The city is also launching some geographic pilots, called smart stations, Goode said. For example, one is to be located at the airport and it will work with autonomous vehicles.

Another station is planned for Pflugerville, a place where communities of color have moved to in large numbers as a result of affordability issues. The city plans a shared transit model to allow people to schedule a ride into the city for healthcare visits or groceries or other errands through a fleet of vans.

Austin is also partnering with Google to work on creating an automated last mile transportation system at the MetroRail Red line station. Google is testing a fleet of autonomous cars already on Austin streets in a pilot program.

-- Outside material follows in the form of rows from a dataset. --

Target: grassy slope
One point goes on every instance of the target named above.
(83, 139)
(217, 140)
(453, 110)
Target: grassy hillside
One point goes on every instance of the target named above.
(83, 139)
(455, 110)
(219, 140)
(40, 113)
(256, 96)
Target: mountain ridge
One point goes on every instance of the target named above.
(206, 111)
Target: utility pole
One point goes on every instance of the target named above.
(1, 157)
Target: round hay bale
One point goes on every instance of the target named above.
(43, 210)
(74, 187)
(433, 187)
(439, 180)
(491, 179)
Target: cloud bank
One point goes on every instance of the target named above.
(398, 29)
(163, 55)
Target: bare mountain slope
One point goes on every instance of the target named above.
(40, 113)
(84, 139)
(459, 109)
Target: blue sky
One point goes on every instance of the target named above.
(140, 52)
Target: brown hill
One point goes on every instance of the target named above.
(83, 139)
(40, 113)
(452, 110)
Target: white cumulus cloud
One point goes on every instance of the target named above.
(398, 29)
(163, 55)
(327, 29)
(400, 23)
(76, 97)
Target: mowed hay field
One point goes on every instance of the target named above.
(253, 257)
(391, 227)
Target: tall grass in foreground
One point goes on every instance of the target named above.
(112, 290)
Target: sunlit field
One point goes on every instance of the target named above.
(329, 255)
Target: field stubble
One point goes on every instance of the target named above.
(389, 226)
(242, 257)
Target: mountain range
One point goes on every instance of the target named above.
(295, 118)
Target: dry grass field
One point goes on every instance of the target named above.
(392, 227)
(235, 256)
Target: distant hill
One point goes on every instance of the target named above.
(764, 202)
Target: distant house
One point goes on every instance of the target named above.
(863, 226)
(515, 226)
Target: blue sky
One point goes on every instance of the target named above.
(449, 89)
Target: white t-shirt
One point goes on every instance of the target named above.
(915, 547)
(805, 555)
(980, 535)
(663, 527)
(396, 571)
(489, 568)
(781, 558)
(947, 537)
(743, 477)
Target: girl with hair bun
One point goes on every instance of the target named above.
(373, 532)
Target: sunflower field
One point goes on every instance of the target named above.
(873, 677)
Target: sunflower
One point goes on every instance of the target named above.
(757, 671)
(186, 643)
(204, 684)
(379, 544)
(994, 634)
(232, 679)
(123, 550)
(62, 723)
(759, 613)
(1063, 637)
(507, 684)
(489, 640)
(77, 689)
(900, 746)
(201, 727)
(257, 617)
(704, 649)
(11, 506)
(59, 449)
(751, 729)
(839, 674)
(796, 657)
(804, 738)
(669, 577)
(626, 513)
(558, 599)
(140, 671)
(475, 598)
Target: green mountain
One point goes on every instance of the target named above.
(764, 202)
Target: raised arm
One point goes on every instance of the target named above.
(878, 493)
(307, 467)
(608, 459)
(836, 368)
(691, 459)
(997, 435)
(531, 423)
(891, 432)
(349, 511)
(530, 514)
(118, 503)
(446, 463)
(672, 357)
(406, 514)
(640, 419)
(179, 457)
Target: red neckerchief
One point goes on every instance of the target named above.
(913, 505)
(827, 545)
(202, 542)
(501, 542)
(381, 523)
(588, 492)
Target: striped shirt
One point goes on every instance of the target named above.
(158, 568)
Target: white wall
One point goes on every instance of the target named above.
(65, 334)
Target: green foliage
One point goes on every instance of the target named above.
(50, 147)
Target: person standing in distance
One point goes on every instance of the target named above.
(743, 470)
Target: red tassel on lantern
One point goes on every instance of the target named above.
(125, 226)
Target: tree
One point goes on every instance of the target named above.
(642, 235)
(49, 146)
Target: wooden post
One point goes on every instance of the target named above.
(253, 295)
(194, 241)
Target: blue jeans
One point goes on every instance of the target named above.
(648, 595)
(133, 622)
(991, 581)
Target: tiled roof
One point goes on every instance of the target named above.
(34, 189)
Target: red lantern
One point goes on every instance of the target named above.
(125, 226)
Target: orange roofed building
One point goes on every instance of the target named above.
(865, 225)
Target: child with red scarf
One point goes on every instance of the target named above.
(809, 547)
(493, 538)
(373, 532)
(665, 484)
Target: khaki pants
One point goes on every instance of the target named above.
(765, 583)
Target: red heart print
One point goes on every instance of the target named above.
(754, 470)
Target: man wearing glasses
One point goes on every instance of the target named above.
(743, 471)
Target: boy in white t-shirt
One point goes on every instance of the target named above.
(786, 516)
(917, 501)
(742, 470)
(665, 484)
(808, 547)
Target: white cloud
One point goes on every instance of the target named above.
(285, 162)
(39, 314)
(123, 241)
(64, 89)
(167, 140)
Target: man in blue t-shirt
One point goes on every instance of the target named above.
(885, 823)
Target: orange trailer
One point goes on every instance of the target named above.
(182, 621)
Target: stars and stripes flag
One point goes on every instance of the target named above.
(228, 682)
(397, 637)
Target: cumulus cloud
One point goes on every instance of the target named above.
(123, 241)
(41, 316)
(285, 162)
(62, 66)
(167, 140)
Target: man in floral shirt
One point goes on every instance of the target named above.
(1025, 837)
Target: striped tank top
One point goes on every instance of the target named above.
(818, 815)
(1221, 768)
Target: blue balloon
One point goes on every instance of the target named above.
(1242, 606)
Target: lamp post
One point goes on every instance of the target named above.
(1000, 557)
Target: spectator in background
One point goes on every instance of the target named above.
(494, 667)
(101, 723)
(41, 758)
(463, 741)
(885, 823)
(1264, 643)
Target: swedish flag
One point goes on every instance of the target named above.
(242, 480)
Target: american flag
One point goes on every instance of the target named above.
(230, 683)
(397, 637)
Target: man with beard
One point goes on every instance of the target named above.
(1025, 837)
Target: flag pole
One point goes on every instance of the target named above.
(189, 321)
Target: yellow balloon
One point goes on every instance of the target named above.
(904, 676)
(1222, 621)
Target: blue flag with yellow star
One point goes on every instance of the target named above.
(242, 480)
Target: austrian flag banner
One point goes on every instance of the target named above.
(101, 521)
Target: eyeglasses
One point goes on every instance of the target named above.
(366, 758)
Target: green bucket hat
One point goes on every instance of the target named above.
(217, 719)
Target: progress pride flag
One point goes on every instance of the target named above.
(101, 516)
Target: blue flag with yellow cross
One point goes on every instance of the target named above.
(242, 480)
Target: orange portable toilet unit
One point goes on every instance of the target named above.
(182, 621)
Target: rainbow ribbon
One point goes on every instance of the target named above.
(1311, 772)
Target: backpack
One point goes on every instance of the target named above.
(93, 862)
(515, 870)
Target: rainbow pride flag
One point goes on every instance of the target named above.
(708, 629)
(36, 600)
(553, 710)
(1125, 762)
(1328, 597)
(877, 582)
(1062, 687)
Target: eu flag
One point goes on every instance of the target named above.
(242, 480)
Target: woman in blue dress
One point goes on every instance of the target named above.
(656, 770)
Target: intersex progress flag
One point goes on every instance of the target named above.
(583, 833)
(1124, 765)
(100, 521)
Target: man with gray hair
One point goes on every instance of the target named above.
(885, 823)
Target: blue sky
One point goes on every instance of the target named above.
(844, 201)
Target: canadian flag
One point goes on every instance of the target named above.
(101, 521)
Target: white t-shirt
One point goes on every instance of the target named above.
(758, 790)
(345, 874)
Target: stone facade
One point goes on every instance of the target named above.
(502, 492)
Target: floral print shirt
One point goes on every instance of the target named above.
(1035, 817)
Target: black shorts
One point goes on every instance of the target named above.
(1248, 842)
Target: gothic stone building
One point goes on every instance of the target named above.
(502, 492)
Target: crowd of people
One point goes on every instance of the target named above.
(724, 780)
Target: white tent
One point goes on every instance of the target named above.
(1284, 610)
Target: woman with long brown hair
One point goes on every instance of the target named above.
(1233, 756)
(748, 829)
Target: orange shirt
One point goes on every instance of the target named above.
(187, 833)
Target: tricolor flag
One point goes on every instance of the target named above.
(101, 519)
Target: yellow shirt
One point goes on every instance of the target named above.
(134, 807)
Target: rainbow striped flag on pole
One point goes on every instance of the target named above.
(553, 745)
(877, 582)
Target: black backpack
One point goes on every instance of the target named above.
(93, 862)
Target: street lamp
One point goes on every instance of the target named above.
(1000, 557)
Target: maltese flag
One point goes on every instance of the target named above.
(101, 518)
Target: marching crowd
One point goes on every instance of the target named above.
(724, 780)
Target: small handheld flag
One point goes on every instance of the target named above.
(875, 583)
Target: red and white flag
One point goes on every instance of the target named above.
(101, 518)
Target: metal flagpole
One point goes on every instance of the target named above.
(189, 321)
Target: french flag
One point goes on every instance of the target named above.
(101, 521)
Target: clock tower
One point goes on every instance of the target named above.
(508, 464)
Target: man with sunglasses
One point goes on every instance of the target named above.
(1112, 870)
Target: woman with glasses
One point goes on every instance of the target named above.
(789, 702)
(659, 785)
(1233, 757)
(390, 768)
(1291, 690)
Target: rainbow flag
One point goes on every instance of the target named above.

It was the second location Google chose to test its self-driving cars outside of its headquarters in Mountain View, California.

One of the goals of the Austin transportation program is to help those who haven’t had access to transportation, said Linda Watson, president and CEO of Capital Metro.

About 150,000 people work in downtown Austin, Watson said. For every dollar a person saves by moving to an outlying area, they spend 70 cents to get back downtown, she said.

Good transportation provides access to opportunity, said Colette Burnette, president of Huston-Tillotson University.

“Transportation is the biggest barrier my students have to their success,” Burnette said.

Austin is losing its creatives, its musicians and its diversity, Adler said. He asked Austin City Councilwoman Ora Houston her opinion on why black people keep moving out of the city.

Segregation in Austin goes back to a 1920 plan that forced minorities to move east of Intrastate 35, Houston said. Intrastate 35 was the dividing line between the haves and the have nots, said Houston, who grew up in Austin.

But overall, it’s a complex mix of issues that is leading black people to leave Austin, Houston said. The city needs to take the issues on collectively and holistically. It also needs to make sure it remains an inclusive place for everyone, she said.

In the press conference following the roundtable, Foxx said congestion on Intrastate 35 mirrors congestion on major highways in other parts of the country. It’s a result of under investing in our infrastructure, he said.

“Our country is not getting out of this ditch anytime soon,” he said.

Overall, Austin faces a number of challenges from its significant population growth, urban sprawl, suburban poverty and congestion.

Austin needs to figure out how it can be the best Austin it is capable of being, Foxx said.

Austin is also a hotbed of autonomous car research. Every one of the seven cities is going to play to its strengths, Foxx said.

Final applications are due May 24th and the winner will be announced in June. The winning city will also receive assistance from a group of selected partners including Paul G. Allen’s Vulcan Inc., Mobileye, Autodesk, Alphabet’s Sidewalk Labs, Amazon Web Services and NXP. Vulcan Philanthropy has pledged $10 million in additional funding to the winner.